I remember her still, this woman, middle aged, averagely sculpted, somewhat distracted as she applied lotion upon her bare body. Around her, other women continued to blow dry their hair and outline their lips. I too was preparing to leave for college and was in a hurry, and so it was a few seconds before I registered the fact that she was without clothes, but once I recognised her nudity I did not know what to do. I felt it would be rude to look away, and yet I was irresistibly drawn to her. This was the curiosity one would feel in a new city—the desire to travel down new lanes, study certain buildings, even though lanes are lanes and buildings, buildings. I took quick glances at her, marvelling at similarities and differences. I had nothing but my own self to compare with.
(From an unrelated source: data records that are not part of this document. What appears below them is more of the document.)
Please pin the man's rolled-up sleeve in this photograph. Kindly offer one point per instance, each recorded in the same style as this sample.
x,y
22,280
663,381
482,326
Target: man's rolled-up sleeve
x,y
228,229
Over the years I lost that tourist-like curiosity. No, I lie. I never truly lost that curiosity, not even after I had seen several naked women, but the curiosity was now accompanied by awe. These women, these naked women, I realised wore their bodies with the same ease that I wore my jeans and my pullovers. Had they all been tightly toned individuals, perhaps I could have argued their confidence came from their sense of bodily beauty, but this was not the case. All kinds of women were at ease with themselves. I must add that the locker rooms I am referring to were locker rooms in gyms, so maybe the fact that these women were here to exercise their bodies had something to do with their bindaasness, but it did not seem to be quite the case. Just because you hit the gym does not mean you get yourself a goddess’ body or a goddess’ confidence, and the naked women patting lotion on their thighs ranged from toned to flabby, thin to plump, young to old. What they shared was an expression of ease, a lack of care.
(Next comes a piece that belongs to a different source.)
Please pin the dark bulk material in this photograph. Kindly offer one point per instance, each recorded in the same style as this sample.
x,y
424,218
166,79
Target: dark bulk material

More than once I thought I would give it a try. I will come out of the shower, I thought, pubic hair and all, and mingle with my female community. Here, among those of my kind, I will feel no need to hide, cover, camouflage, or pretend. Here, I will be me. Of course, I never managed. For over two decades, I had been told the female body was both sacred and profane, too beautiful and too ugly, a temple and a brothel. It was a secret, a sigh, a message, a code. It could not be ‘displayed’ and any visibility was a ‘display’. And any display was indecent. It was also a rebellion, a statement, and a cry for chaos. I did not want to display my body. I am largely a decent, quiet woman, and rarely want to trigger a rebellion, make a statement or create chaos. In a city of bodies, I wanted my body to be another building. It’s terrible metaphor, but that is how it was. I wanted at least one place in the world where being unclothed would mean the same thing as being clothed.
It’s been many years since those locker room days in the US. I am no longer in the US now. The gym I now hit is in Mumbai, close to the colony I live in, where everyone knows everyone. In the colony and in the gym the younger girls—mostly those who are unmarried—wear shorts. The older women—and the younger, married ones—wear long trousers. Of course, there is no nudity. Not even in locker rooms. In fact, I had forgotten those women from my younger days, forgotten my own fascination with them too. That was another country. Another city. Another me. Until a week ago.
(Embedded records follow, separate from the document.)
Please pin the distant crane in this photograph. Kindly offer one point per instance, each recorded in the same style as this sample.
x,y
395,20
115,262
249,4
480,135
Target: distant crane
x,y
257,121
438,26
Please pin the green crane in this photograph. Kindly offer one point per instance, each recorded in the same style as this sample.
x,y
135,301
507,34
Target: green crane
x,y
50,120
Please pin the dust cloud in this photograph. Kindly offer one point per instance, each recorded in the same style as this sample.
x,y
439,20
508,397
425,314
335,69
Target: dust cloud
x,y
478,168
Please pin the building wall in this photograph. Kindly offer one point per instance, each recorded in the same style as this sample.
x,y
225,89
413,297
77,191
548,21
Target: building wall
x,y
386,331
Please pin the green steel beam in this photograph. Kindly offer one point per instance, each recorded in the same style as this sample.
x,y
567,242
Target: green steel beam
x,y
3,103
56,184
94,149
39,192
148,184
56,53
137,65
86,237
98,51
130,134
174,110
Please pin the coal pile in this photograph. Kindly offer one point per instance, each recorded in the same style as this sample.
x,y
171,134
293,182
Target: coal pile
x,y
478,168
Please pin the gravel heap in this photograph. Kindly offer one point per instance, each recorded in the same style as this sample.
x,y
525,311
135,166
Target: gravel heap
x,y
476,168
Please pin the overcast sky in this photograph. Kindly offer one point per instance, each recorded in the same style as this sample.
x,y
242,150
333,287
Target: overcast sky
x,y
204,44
A week ago, a new girl came into our gym. She was quiet and rather shy looking. She came with her mother, at least I think the older woman was her mother. I could be wrong. Later, while a few others and I were in the locker room, the girl and the older woman stepped out of the shower and came into the room with towels around their bodies. While the rest of us got ready for work, the girl pulled off her towel, and she was completely naked. It was a strange moment. In the five years I had been visiting this gym, I had never seen a bare body. I am quite sure this was also true for the other women with me in the room right then. At that precise moment, when the girl removed her towel, there was a collective (completely inaudible) intake of breath in the room. The girl noticed nothing and continued to talk quietly with the older woman as she rubbed her body dry and began applying lotion upon her limbs. The older woman nodded and responded, going about her own business even as she conversed. The rest of us stared into the many mirrors around us. We would not look at one another or at them.
Distantly, I felt the same curiosity, the same awe, the same embarrassment I had once felt. I wondered at the collective emotion in the room, so thick with wonder, so inquisitive. There was resentment too. A surprise. A taken-abackness. A tilting of the head at this possibility. When the girl and the older woman finally left the locker room, there was a collective (and audible) letting go of breath held for too long, a sigh. How to handle this display? This quiet ease? This visibility that was not an act of rebellion or dissent, that simply was visible?
For a few minutes after the two had left, the five or six of us in the room were awkwardly quiet. What could we say? Then one of the women started to laugh. “My god!” she said, “look at us!” and we all burst into a laugh. How absurd we were. Then another said, Shit, I am jealous. And I am sure we all recognised that lurking jealousy inside our own bodies.